Смертоносный выпад вожака был молниеносен, как удар змеи. Антихан поднял руку, будто бы желая почесаться, а в следующий миг в руке его сверкнул нож, выхваченный из-за пазухи. Стремительное движение — и нож полоснул Глинн по горлу. Эйден успел заметить, как алая кровь женщины брызнула фонтаном и она начала оседать. В следующий миг он уже мчался навстречу выбранному им бородачу. Когда до того оставалось всего несколько шагов, Эйден вспомнил, что в руке у него лазерник. Еще оставалось время сделать выстрел и парализовать бандита, прежде чем он, Эйден, убьет его. И тут же мальчик понял, что не хочет этого. Слишком легкая смерть для этой сволочи. Он возьмет врага голыми руками и заставит подохнуть в муках.

Бородач тоже заметил Эйдена и двинулся навстречу. Быстрым движением он выхватил из складок одежды здоровенный нож и теперь держал его перед собой, будто короткий меч. Нож или меч — какая разница? Эйден не чувствовал страха. Обычное оружие. Рукопашному бою в обучении сибов уделялось очень много внимания, и наставники основательно потрудились, чтобы приучить своих воспитанников-сибов уважать оружие в руках противника, но не бояться его.

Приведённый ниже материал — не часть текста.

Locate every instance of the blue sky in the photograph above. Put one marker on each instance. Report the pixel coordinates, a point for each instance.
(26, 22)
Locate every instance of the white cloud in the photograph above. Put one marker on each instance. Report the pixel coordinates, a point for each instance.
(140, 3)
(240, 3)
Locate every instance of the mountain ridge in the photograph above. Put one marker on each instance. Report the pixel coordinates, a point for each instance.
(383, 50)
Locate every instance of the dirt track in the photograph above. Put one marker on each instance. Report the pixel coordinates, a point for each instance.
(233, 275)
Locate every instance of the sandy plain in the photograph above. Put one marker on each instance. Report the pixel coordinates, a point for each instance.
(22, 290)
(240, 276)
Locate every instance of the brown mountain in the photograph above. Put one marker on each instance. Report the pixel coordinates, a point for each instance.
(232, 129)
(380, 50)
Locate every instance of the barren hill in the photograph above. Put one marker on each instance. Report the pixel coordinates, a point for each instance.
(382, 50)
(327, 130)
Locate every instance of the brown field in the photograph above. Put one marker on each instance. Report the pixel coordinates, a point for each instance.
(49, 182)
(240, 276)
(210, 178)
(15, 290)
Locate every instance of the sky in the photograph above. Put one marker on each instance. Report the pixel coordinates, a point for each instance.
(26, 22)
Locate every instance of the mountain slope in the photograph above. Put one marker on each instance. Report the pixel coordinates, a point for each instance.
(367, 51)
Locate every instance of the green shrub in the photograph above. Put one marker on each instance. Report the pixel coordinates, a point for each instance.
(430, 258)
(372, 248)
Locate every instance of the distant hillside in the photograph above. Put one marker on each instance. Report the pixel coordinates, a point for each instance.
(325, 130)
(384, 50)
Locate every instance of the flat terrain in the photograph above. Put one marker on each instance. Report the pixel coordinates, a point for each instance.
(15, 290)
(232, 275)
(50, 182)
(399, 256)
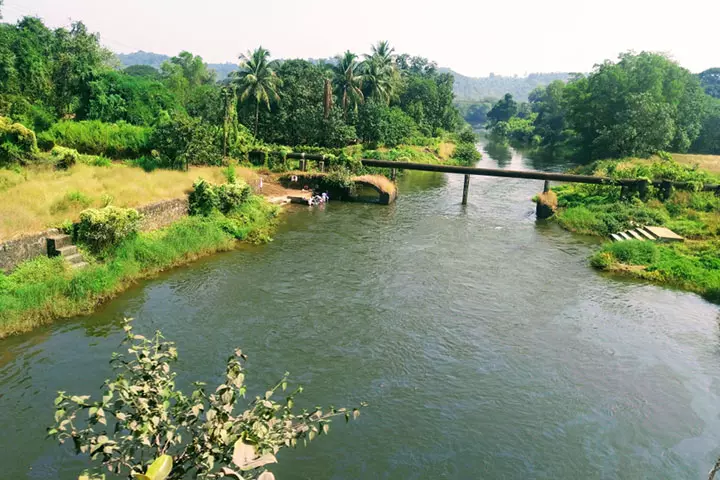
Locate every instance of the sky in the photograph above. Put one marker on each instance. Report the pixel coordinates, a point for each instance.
(473, 37)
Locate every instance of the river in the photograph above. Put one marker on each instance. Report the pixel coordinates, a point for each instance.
(483, 342)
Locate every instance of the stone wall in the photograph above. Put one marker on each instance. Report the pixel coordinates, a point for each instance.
(16, 251)
(155, 215)
(161, 214)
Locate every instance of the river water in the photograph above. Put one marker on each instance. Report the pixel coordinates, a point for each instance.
(484, 344)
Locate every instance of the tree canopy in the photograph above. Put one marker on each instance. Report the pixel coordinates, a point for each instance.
(637, 106)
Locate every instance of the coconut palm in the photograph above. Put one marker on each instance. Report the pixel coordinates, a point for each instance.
(380, 73)
(348, 81)
(257, 80)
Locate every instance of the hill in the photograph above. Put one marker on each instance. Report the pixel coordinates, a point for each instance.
(466, 88)
(156, 59)
(496, 86)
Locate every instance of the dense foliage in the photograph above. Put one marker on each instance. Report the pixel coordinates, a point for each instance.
(43, 289)
(640, 105)
(603, 210)
(206, 434)
(174, 113)
(101, 229)
(17, 143)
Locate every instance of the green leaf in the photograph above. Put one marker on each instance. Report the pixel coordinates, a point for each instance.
(160, 468)
(243, 453)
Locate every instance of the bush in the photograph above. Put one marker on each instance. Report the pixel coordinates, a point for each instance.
(104, 228)
(64, 158)
(18, 144)
(206, 197)
(633, 252)
(466, 153)
(115, 140)
(232, 195)
(161, 432)
(182, 141)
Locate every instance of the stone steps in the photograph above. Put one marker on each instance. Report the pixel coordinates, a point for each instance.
(653, 234)
(61, 246)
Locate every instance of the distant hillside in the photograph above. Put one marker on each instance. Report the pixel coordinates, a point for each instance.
(156, 59)
(466, 88)
(496, 86)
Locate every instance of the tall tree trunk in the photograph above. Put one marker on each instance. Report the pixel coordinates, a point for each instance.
(345, 104)
(257, 116)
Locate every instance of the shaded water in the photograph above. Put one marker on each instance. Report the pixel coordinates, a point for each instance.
(485, 345)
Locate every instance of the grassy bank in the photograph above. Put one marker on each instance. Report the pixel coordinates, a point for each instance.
(44, 289)
(34, 198)
(692, 265)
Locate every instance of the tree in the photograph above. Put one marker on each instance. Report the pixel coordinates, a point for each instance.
(709, 139)
(146, 71)
(201, 435)
(503, 110)
(79, 58)
(619, 99)
(379, 73)
(256, 80)
(550, 106)
(710, 80)
(348, 82)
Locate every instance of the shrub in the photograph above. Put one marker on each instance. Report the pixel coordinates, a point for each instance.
(64, 158)
(232, 195)
(203, 199)
(182, 141)
(206, 197)
(204, 435)
(104, 228)
(633, 252)
(115, 140)
(17, 143)
(466, 153)
(467, 135)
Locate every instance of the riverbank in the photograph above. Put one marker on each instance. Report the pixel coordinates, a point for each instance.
(692, 265)
(45, 289)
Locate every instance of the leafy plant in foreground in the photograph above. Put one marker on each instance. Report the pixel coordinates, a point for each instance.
(143, 416)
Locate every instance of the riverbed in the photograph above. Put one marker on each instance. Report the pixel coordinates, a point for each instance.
(483, 342)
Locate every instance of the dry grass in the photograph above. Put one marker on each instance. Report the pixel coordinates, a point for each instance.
(710, 163)
(380, 181)
(38, 198)
(445, 150)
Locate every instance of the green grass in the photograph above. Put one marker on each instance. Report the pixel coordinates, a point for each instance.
(598, 210)
(694, 266)
(44, 289)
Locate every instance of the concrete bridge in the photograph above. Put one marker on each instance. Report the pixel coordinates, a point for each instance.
(545, 206)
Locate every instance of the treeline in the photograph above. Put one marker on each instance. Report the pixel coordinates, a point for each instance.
(474, 89)
(638, 106)
(65, 87)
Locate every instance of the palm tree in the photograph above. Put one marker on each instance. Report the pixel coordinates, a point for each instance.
(348, 81)
(380, 72)
(257, 80)
(383, 52)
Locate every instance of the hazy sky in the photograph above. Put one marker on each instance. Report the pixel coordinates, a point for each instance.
(471, 37)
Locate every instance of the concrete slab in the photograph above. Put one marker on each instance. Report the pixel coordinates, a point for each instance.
(664, 234)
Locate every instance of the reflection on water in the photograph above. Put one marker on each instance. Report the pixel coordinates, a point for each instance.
(485, 345)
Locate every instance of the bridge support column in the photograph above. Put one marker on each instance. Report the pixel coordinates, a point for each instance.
(546, 203)
(466, 187)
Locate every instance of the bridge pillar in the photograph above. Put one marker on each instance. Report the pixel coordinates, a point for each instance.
(466, 187)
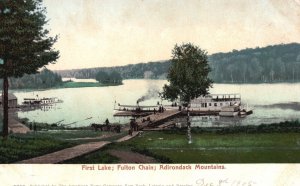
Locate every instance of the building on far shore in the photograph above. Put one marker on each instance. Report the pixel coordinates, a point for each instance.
(12, 101)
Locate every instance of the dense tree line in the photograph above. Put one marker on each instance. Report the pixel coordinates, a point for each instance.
(277, 63)
(151, 70)
(44, 79)
(109, 78)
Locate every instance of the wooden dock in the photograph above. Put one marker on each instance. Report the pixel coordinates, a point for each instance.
(156, 119)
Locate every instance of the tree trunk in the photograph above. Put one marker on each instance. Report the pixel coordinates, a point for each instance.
(189, 134)
(5, 108)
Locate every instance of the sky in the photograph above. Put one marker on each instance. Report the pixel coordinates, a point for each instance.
(104, 33)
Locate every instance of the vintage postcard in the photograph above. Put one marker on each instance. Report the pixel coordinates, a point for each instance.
(150, 92)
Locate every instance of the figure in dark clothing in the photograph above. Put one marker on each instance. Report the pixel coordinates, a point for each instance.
(130, 132)
(106, 122)
(34, 127)
(132, 123)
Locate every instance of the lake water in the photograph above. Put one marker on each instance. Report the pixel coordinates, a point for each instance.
(83, 106)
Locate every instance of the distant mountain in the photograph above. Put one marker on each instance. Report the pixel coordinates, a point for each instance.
(277, 63)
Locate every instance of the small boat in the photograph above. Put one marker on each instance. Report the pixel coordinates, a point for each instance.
(245, 110)
(230, 111)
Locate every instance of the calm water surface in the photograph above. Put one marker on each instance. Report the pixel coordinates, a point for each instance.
(83, 106)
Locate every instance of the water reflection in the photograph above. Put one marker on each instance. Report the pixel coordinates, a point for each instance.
(271, 102)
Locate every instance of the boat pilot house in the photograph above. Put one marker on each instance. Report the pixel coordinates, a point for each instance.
(215, 102)
(12, 101)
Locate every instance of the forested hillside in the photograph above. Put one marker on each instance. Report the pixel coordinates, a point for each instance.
(44, 79)
(277, 63)
(151, 70)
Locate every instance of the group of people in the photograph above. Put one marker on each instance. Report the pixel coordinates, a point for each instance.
(161, 109)
(34, 127)
(133, 126)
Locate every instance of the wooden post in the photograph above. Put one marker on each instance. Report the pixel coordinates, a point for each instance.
(5, 108)
(189, 134)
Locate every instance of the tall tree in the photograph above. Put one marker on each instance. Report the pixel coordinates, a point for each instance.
(188, 76)
(25, 45)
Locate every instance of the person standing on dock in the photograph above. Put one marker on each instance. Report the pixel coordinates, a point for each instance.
(106, 122)
(34, 127)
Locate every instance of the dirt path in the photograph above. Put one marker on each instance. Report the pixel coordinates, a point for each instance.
(73, 152)
(15, 126)
(131, 157)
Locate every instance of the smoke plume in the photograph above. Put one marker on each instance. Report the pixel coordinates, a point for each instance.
(151, 93)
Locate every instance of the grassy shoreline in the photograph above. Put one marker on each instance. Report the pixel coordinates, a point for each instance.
(273, 143)
(209, 148)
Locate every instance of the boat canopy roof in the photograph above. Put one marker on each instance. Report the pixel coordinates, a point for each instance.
(137, 106)
(235, 95)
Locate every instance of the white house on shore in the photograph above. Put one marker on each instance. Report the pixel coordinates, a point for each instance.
(12, 101)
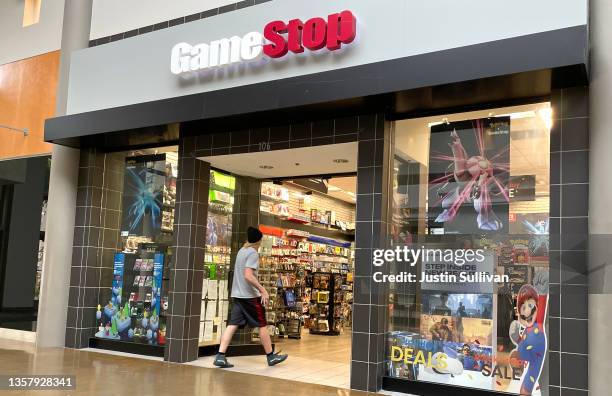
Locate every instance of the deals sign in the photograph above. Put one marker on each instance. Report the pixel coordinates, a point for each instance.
(277, 39)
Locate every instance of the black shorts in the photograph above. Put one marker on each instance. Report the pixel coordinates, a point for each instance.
(248, 311)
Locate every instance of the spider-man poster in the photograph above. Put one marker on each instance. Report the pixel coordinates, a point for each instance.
(469, 168)
(142, 194)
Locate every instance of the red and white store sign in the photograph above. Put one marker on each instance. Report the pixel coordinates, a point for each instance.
(276, 41)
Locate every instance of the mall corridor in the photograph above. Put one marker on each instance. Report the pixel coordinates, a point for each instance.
(98, 372)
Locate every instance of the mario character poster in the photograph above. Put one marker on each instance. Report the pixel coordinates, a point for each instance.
(529, 336)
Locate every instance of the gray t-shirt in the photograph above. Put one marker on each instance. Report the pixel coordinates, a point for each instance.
(247, 257)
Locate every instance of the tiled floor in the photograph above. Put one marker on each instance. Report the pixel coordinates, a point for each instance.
(101, 373)
(314, 359)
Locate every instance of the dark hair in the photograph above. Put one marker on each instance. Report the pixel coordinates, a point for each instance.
(253, 235)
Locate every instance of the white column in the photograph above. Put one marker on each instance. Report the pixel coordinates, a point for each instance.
(600, 192)
(61, 207)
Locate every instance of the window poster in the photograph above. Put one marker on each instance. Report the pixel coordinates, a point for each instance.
(458, 193)
(469, 166)
(143, 189)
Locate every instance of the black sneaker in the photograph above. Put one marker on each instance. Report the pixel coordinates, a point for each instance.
(221, 361)
(275, 358)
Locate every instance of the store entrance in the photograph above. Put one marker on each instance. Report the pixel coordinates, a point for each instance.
(306, 210)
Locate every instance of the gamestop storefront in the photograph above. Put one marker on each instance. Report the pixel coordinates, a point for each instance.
(453, 113)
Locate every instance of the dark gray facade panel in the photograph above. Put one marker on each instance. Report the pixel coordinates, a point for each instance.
(541, 51)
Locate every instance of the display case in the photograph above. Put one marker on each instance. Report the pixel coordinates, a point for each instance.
(217, 254)
(135, 309)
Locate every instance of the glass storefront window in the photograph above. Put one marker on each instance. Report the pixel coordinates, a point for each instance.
(136, 307)
(473, 182)
(217, 255)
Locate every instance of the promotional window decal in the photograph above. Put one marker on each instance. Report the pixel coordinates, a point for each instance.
(469, 169)
(477, 236)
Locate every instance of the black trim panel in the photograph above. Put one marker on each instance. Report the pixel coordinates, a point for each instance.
(127, 347)
(540, 51)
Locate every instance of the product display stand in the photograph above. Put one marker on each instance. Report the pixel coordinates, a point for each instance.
(324, 304)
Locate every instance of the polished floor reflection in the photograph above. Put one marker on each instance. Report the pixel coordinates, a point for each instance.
(110, 374)
(315, 359)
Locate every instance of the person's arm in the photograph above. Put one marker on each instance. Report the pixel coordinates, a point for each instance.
(252, 264)
(249, 275)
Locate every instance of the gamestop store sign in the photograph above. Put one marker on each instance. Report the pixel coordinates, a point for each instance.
(276, 41)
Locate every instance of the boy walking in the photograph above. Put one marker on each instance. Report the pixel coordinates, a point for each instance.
(249, 298)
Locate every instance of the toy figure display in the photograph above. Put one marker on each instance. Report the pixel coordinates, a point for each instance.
(135, 312)
(469, 169)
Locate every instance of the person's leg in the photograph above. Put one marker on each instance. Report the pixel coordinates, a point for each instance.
(226, 337)
(264, 336)
(272, 357)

Перебросив лазерник в левую руку, Эйден отбил едва не обрушившийся на него сверху удар кулака и перехватил запястье руки, сжимавшей нож. Опекун Гонн на славу потрудился, заставляя Эйдена вместе с прочими сибами рвать, протыкать и ломать — и все голыми руками. Гонн был безжалостен и настойчив — и своего добился: теперь сибы могли творить голыми руками чудеса. Вот и на этот раз: резкий рывок — и жуткий хруст. Запястье бандита было сломано, нож выпал из руки. Удар коленом в живот — и бородач сложился вдвое. Не теряя времени, Эйден быстро подобрал нож и ждал, когда бородач наконец распрямится. Можно было, конечно, всадить нож в спину, но это слишком уж просто. Пусть и изгой, но этот человек когда-то принадлежал к воинской касте. Надо дать ему возможность умереть пристойно — как это принято у воинов Кланов — в бою. А он, Эйден, постарается отомстить за смерть Глинн.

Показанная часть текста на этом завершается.